[proofplan] We compute directly from the standard matrix of the rank-one map. Its $(i,j)$-entry is $u_i v_j$, so the square of the Frobenius norm is the finite double sum of $(u_i v_j)^2$. This double sum factors as the product of the squared Euclidean norms of $u$ and $v$, and taking non-negative square roots gives the desired identity. [/proofplan]

[step:Write the standard matrix of the rank-one map] Let $A\in\mathbb{R}^{n\times m}$ be the standard matrix of the [linear map](/page/Linear%20Map) $u\otimes v:\mathbb{R}^m\to\mathbb{R}^n$. For $x=(x_1,\ldots,x_m)\in\mathbb{R}^m$, the definition of the Euclidean [inner product](/page/Inner%20Product) gives \begin{align*} (u\otimes v)(x)=(x\cdot v)u=\left(\sum_{j=1}^m x_j v_j\right)u. \end{align*} Therefore the $i$-th component of $(u\otimes v)(x)$ is \begin{align*} \bigl((u\otimes v)(x)\bigr)_i=\sum_{j=1}^m u_i v_j x_j. \end{align*} By the definition of the standard matrix of a linear map, this means \begin{align*} A_{ij}=u_i v_j \end{align*} for every $i\in\{1,\ldots,n\}$ and every $j\in\{1,\ldots,m\}$. [/step]

[step:Factor the Frobenius norm sum into two Euclidean norm sums]By the definition of the Frobenius norm of the matrix $A$, we have \begin{align*} \|u\otimes v\|_F^2=\sum_{i=1}^n\sum_{j=1}^m A_{ij}^2. \end{align*} Substituting $A_{ij}=u_i v_j$ gives \begin{align*} \|u\otimes v\|_F^2=\sum_{i=1}^n\sum_{j=1}^m u_i^2 v_j^2. \end{align*} Since both sums are finite, distributivity of multiplication over addition gives \begin{align*} \sum_{i=1}^n\sum_{j=1}^m u_i^2 v_j^2=\left(\sum_{i=1}^n u_i^2\right)\left(\sum_{j=1}^m v_j^2\right). \end{align*} Using the definition of the Euclidean norm on $\mathbb{R}^n$ and $\mathbb{R}^m$, this becomes \begin{align*} \|u\otimes v\|_F^2=|u|^2 |v|^2. \end{align*}[/step]

[guided]The goal is to compare two norms: the Frobenius norm of the rank-one map and the Euclidean norms of the vectors that define it.
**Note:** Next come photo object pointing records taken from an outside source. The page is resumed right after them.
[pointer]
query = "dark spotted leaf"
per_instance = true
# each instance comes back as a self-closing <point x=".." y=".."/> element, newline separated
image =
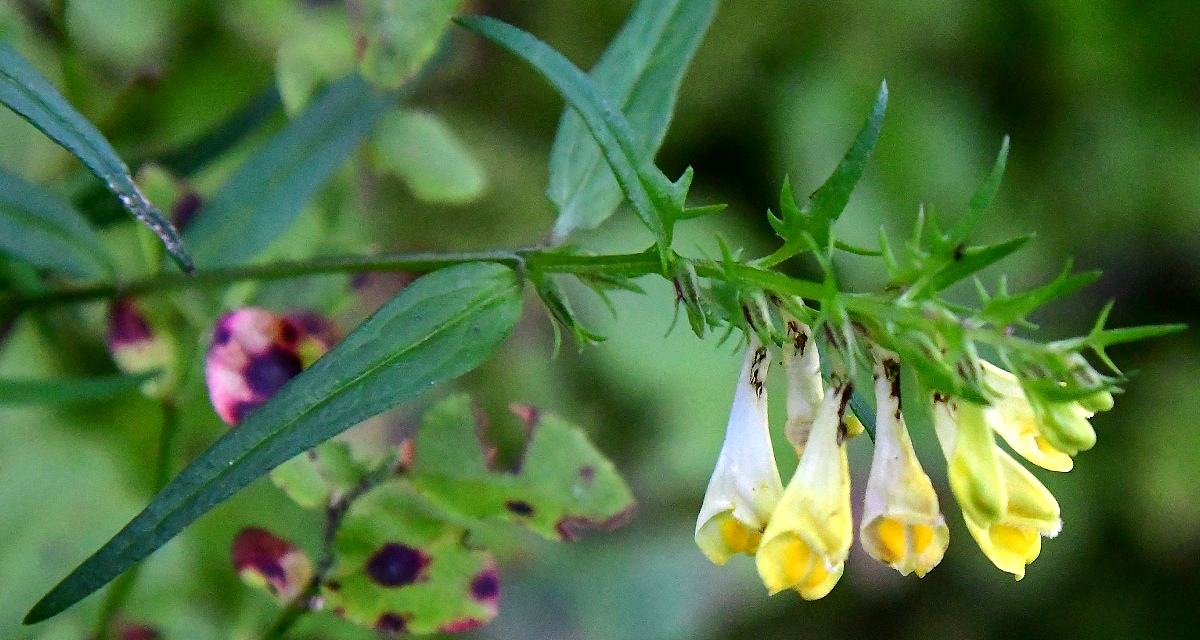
<point x="321" y="474"/>
<point x="640" y="73"/>
<point x="270" y="189"/>
<point x="402" y="568"/>
<point x="25" y="91"/>
<point x="437" y="329"/>
<point x="562" y="484"/>
<point x="37" y="227"/>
The Frobenius norm is defined by summing the squares of all matrix entries, so the relevant object is the standard matrix $A\in\mathbb{R}^{n\times m}$ of $u\otimes v$. From the previous step, each entry of $A$ is \begin{align*} A_{ij}=u_i v_j. \end{align*} Therefore the square of the Frobenius norm is \begin{align*} \|u\otimes v\|_F^2=\sum_{i=1}^n\sum_{j=1}^m A_{ij}^2. \end{align*} Substituting the entry formula gives \begin{align*} \|u\otimes v\|_F^2=\sum_{i=1}^n\sum_{j=1}^m (u_i v_j)^2. \end{align*} Since $u_i$ and $v_j$ are [real numbers](/page/Real%20Numbers), $(u_i v_j)^2=u_i^2 v_j^2$, so \begin{align*} \|u\otimes v\|_F^2=\sum_{i=1}^n\sum_{j=1}^m u_i^2 v_j^2. \end{align*} The key point is that the $i$-dependent factor and the $j$-dependent factor separate. Because the sums are finite, we may factor by the ordinary distributive law: \begin{align*} \sum_{i=1}^n\sum_{j=1}^m u_i^2 v_j^2=\left(\sum_{i=1}^n u_i^2\right)\left(\sum_{j=1}^m v_j^2\right). \end{align*} By definition of the Euclidean norm, \begin{align*} |u|^2=\sum_{i=1}^n u_i^2. \end{align*} Similarly, \begin{align*} |v|^2=\sum_{j=1}^m v_j^2. \end{align*} Substituting these two identities yields \begin{align*} \|u\otimes v\|_F^2=|u|^2 |v|^2. \end{align*}[/guided]

[step:Take the non-negative square root] The Frobenius norm and the Euclidean norms are non-negative by definition. Hence taking the non-negative square root of \begin{align*} \|u\otimes v\|_F^2=|u|^2 |v|^2 \end{align*} gives \begin{align*} \|u\otimes v\|_F=|u|\,|v|. \end{align*} This is the desired identity. [/step]